According to its primary website, a SMART Health Card is a “verified version” of an individual’s clinical information, such as their vaccination history or test results. It is based on a project run out of the Boston Children’s Hospital Computational Health Informatics Program and features a QR code that can be read by any mobile device or computer with its corresponding software.

As such, this technology could easily integrate into the broader “digital identity ecosystem” initially through choice and later through mandates, should the masses comply or acquiesce. Unsurprisingly, digital IDs are being promoted as a convenience, which is a typical marketing strategy for convincing the public that some hardship, burden, or life pain will be eased or eliminated by opting into the publicized service.

Such technologies, in actuality, could be a brilliant tool in a decentralized system, where an individual has total and complete ownership of information they regard as private and can share or protect that information from others—including governments at any level.

But when integrated in a centralized system, in coordination with public-private partnerships —whether at a state or federal level—clinical and other private information could be easily, potentially, weaponized to monitor and control access to finance, work, higher education and travel.

In other words, imagine your personal information, such as online shopping transactions, social media posts, and preferred vehicle, channeled into a social credit score that determines the degree of liberties you are entitled as a good American citizen under a particular social and political philosophy.

As the spread of computerized and online technologies is global, so will the concept and usage of digital IDs. For example, the Parliament of the European Union (E.U.) agreed in late 2023 on a new framework for an “E.U. Digital Identity Wallet,” which is effectively marketed as a “secure and easy way for European citizens, residents and businesses to prove who they are when accessing digital services.”

Furthermore, the United Kingdom (U.K.) government has revealed its very own “Digital Identity Wallet (self-sovereign and reusable)” currently in a pre-release testing mode.
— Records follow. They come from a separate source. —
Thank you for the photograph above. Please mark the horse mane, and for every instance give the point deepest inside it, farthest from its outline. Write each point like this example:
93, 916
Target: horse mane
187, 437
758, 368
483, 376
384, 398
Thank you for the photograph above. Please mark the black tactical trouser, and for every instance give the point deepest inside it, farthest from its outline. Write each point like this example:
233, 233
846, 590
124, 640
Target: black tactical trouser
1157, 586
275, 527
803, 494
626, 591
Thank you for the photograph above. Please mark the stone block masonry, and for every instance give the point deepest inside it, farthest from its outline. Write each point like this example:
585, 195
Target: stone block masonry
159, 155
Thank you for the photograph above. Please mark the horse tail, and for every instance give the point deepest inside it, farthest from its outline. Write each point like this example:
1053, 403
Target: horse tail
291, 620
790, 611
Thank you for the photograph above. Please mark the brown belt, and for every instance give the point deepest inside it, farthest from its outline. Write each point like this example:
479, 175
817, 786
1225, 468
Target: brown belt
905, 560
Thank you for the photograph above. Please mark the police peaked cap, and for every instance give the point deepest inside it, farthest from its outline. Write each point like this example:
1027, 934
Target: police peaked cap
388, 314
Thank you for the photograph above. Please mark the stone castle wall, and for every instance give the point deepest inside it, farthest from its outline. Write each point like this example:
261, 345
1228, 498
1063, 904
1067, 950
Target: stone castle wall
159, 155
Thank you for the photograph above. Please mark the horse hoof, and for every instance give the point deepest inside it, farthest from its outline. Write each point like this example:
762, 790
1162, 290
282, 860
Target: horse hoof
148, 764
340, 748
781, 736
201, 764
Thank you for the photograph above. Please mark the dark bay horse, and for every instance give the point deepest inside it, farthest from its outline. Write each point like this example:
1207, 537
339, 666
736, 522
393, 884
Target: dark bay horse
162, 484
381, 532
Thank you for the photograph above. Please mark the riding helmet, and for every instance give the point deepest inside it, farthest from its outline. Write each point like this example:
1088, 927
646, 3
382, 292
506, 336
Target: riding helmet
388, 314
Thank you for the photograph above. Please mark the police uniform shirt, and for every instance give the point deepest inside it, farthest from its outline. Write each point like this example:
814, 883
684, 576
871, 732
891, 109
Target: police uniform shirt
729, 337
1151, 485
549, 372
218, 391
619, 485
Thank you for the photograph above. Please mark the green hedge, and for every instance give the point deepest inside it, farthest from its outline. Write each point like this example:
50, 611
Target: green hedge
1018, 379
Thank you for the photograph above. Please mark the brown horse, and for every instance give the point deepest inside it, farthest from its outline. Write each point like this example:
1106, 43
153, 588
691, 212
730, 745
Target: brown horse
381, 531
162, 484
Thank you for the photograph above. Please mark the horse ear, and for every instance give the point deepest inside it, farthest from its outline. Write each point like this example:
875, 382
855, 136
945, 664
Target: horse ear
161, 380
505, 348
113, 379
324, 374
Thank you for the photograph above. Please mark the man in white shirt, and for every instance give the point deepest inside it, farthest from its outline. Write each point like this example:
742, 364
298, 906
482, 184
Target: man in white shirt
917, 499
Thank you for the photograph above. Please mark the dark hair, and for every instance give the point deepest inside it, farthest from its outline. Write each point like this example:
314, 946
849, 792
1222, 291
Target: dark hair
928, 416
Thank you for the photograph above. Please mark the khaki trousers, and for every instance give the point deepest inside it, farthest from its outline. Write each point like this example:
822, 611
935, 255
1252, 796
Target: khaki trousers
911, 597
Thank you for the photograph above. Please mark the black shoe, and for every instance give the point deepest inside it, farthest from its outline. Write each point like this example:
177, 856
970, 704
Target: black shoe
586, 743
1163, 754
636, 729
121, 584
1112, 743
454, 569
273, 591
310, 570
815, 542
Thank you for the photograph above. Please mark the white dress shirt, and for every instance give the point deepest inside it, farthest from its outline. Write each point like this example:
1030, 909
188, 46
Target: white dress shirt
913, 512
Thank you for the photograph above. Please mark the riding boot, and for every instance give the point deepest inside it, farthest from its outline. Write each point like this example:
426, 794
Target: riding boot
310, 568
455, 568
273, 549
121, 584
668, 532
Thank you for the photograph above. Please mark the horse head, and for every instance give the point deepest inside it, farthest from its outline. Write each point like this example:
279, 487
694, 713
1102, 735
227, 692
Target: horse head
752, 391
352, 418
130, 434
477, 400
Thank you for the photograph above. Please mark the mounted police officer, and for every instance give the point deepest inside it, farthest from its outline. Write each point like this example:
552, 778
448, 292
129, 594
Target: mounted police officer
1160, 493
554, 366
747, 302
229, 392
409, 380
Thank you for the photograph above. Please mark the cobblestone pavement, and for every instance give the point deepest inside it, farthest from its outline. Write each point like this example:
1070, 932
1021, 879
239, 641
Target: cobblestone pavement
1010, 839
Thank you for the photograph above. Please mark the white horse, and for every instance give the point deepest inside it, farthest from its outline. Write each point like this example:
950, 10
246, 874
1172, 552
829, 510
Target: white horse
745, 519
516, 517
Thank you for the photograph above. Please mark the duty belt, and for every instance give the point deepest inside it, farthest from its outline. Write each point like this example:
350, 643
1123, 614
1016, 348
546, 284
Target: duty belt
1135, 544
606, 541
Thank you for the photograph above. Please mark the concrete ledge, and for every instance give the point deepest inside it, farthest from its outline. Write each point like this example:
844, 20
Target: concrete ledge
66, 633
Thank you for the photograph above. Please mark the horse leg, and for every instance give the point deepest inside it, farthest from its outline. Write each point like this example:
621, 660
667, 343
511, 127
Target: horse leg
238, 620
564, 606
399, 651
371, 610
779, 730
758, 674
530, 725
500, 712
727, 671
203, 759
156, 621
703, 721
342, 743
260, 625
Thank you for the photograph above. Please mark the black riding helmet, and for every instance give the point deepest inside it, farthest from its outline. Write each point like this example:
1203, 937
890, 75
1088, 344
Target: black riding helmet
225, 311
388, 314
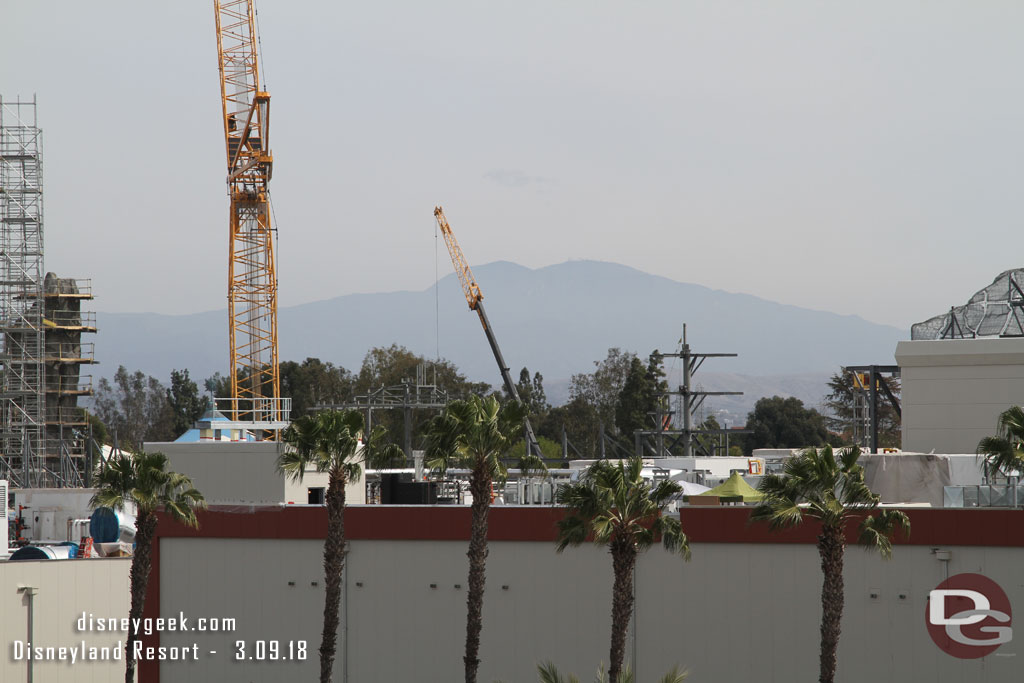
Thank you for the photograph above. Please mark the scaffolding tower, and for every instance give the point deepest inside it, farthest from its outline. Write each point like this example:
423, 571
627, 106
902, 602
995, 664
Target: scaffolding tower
68, 432
22, 368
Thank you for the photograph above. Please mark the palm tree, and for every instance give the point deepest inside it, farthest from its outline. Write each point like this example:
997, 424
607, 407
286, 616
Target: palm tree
830, 488
613, 505
473, 434
330, 441
1005, 454
142, 478
550, 674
A key “social value” for using the app is justified as “fighting climate change” by reducing the need to travel to a physical location and present identity documents, thus lowering carbon emissions.

At this stage, it might be unsurprising to learn that other countries with comparable or more advanced digital infrastructures boast their very own digital IDs, including Canada, Australia, China, Japan, Singapore, Qatar and the United Arab Emirates.

Known as the “Improving Digital Identity Act,” this legislation was passed by the U.S. Senate Homeland Security and Governmental Affairs Committee in 2023 with a vote of 11-1, and moved to the full Senate in July of that year.

As of now, the bill is still lingering in Senate Purgatory, and attempts to justify the need for a digital ID as follows:

“The inadequacy of current digital identity solutions degrades security and privacy for all people in the United States, and next generation solutions are needed that improve security, privacy, equity, and accessibility.”

This bill, wait for it, calls to establish a “temporary task force” within the Executive Office of the President to recommend “secure methods and coordinate efforts for digital identity verification.”

Members of this supposedly “temporary task force” would include representatives from federal agencies, as well as “nongovernmental experts,” whose recommendations, if implemented, must be coordinated with the Cybersecurity and Infrastructure Security Agency (CISA).

The proposed legislation also builds upon calls from the bipartisan Commission on Enhancing National Cybersecurity for federal agencies to act as “authoritative source to validate identity attributes in the broader identity market.”

This follows various proposed bills relating to cyberspace activities, including the bipartisan Strengthening American Cybersecurity Act and Securing Open Source Software Act, which would legally compel the federal government to support efforts to strengthen the security of open-source software like ChatGPT or GPT4All.

The latter bill sets forth the duties of CISA to “perform outreach and engagement to bolster the security of open source software” and building upon public-private love affair, “coordinate with nonfederal entities on efforts to ensure long-term open source software security.”

According to a February report from the Federal Trade Commission, American consumers lost a record $10 billion to fraud, including impostor scams, and filed over a million reports of identity theft last year.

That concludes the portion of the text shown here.